Unison: Harmonizing Motion, Speech, and Sound for Human-Centric Audio-Video Generation

Abstract

Motion, speech, and sound effects are fundamental elements of human-centric videos, yet their heterogeneous temporal characteristics make joint generation highly challenging. Existing audio-video generation models often fail to maintain consistent alignment across these modalities, leading to noticeable mismatches between motion, speech, and environmental sounds. We present Unison, a unified framework that explicitly promotes coherence across the motion, speech, and sound modalities. Within the audio stream, Unison employs a semantic-guided harmonization strategy that decouples the generation of speech and sound-effect components. Leveraging bidirectional audio cross-attention and semantic-conditioned gating for semantic-driven adaptive recomposition, this approach effectively mitigates speech dominance and enhances acoustic clarity.

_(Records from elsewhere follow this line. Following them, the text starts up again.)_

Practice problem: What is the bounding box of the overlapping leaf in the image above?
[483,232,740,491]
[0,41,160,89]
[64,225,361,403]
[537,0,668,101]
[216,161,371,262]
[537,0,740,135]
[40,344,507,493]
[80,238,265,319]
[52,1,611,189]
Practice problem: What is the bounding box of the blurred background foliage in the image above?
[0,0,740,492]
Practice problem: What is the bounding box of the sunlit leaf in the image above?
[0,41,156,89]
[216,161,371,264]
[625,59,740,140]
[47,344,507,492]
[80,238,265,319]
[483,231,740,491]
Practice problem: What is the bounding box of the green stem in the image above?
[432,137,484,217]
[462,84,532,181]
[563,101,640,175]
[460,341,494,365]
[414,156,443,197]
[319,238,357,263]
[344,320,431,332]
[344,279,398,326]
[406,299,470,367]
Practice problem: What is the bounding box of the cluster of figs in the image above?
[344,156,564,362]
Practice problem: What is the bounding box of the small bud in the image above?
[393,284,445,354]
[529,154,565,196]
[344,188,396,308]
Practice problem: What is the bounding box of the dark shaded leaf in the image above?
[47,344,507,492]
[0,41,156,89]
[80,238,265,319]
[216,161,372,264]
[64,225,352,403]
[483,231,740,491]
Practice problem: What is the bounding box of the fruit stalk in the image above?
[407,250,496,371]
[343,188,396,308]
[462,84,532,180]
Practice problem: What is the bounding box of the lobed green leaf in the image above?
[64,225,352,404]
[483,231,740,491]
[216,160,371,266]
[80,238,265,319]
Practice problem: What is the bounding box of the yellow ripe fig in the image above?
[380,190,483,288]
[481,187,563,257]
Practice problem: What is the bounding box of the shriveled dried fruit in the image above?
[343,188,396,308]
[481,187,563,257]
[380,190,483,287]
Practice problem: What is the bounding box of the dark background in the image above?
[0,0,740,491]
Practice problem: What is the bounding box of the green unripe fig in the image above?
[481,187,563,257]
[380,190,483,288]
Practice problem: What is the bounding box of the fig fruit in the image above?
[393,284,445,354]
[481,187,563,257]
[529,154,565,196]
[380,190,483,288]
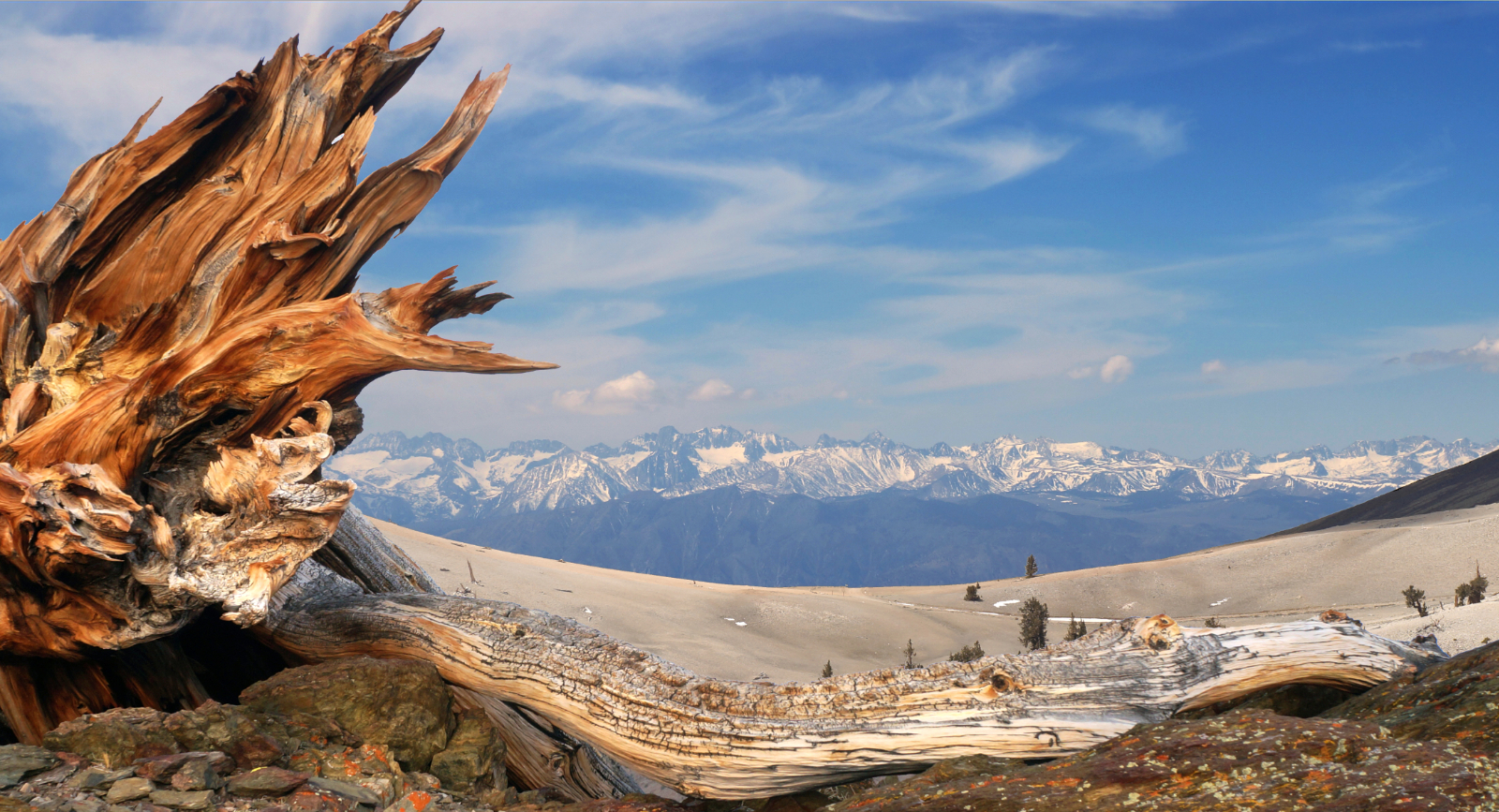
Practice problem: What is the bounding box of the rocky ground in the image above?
[0,642,1499,812]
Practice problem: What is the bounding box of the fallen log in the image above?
[0,5,1450,797]
[264,567,1439,799]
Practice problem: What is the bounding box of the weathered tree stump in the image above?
[0,5,1430,797]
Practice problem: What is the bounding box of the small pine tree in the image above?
[1457,567,1489,605]
[947,640,984,662]
[1400,584,1427,617]
[1062,614,1089,640]
[1021,595,1051,652]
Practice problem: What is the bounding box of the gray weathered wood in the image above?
[267,568,1439,799]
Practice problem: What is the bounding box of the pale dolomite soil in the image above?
[372,505,1499,682]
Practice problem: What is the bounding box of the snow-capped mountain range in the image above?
[327,425,1499,523]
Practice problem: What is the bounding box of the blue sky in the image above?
[0,2,1499,455]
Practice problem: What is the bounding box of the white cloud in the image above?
[687,377,735,400]
[1099,355,1135,384]
[1082,105,1187,157]
[552,370,658,415]
[1406,337,1499,372]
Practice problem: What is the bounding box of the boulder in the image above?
[830,709,1499,812]
[0,745,62,788]
[240,657,453,770]
[103,776,156,803]
[432,710,505,794]
[1322,642,1499,758]
[165,701,297,770]
[135,750,234,790]
[42,707,182,769]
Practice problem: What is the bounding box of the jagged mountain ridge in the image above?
[328,425,1496,527]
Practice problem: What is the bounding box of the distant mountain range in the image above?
[328,425,1496,523]
[327,427,1496,585]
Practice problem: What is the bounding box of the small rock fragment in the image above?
[165,701,295,770]
[385,790,432,812]
[67,765,135,790]
[103,777,156,803]
[307,776,380,806]
[152,790,213,809]
[135,750,234,784]
[432,710,505,794]
[240,657,453,770]
[0,745,60,788]
[42,707,182,767]
[230,767,309,799]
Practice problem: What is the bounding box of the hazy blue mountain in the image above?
[327,425,1494,585]
[447,487,1360,585]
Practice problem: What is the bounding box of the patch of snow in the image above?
[697,442,750,467]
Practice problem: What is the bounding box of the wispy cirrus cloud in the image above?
[1404,337,1499,373]
[1079,103,1187,157]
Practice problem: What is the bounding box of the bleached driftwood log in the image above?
[265,560,1436,799]
[0,6,1445,797]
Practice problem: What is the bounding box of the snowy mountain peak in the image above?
[328,425,1494,517]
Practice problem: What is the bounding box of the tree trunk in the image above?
[0,5,1450,797]
[264,565,1436,799]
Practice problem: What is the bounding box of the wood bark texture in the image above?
[264,567,1437,799]
[0,6,553,659]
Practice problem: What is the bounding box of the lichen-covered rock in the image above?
[152,790,213,810]
[1177,685,1358,719]
[0,745,60,787]
[432,710,505,794]
[832,709,1499,812]
[1322,642,1499,757]
[289,745,402,780]
[105,776,156,803]
[240,657,453,770]
[42,707,182,767]
[135,750,234,790]
[165,701,297,770]
[230,767,312,799]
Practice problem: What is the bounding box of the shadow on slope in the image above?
[444,488,1242,585]
[1272,450,1499,537]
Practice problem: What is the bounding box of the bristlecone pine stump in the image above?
[0,6,1450,799]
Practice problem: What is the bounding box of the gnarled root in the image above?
[264,565,1434,799]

For audio-motion synchronization, we propose a bidirectional cross-modal forcing strategy where the cleaner modality guides the noisier one through decoupled denoising schedules, reinforced by a progressive stabilization strategy. Extensive experiments demonstrate that Unison achieves state-of-the-art performance in both audio perceptual quality and cross-modal synchronization, highlighting the importance of explicit multimodal harmonization in human-centric video generation.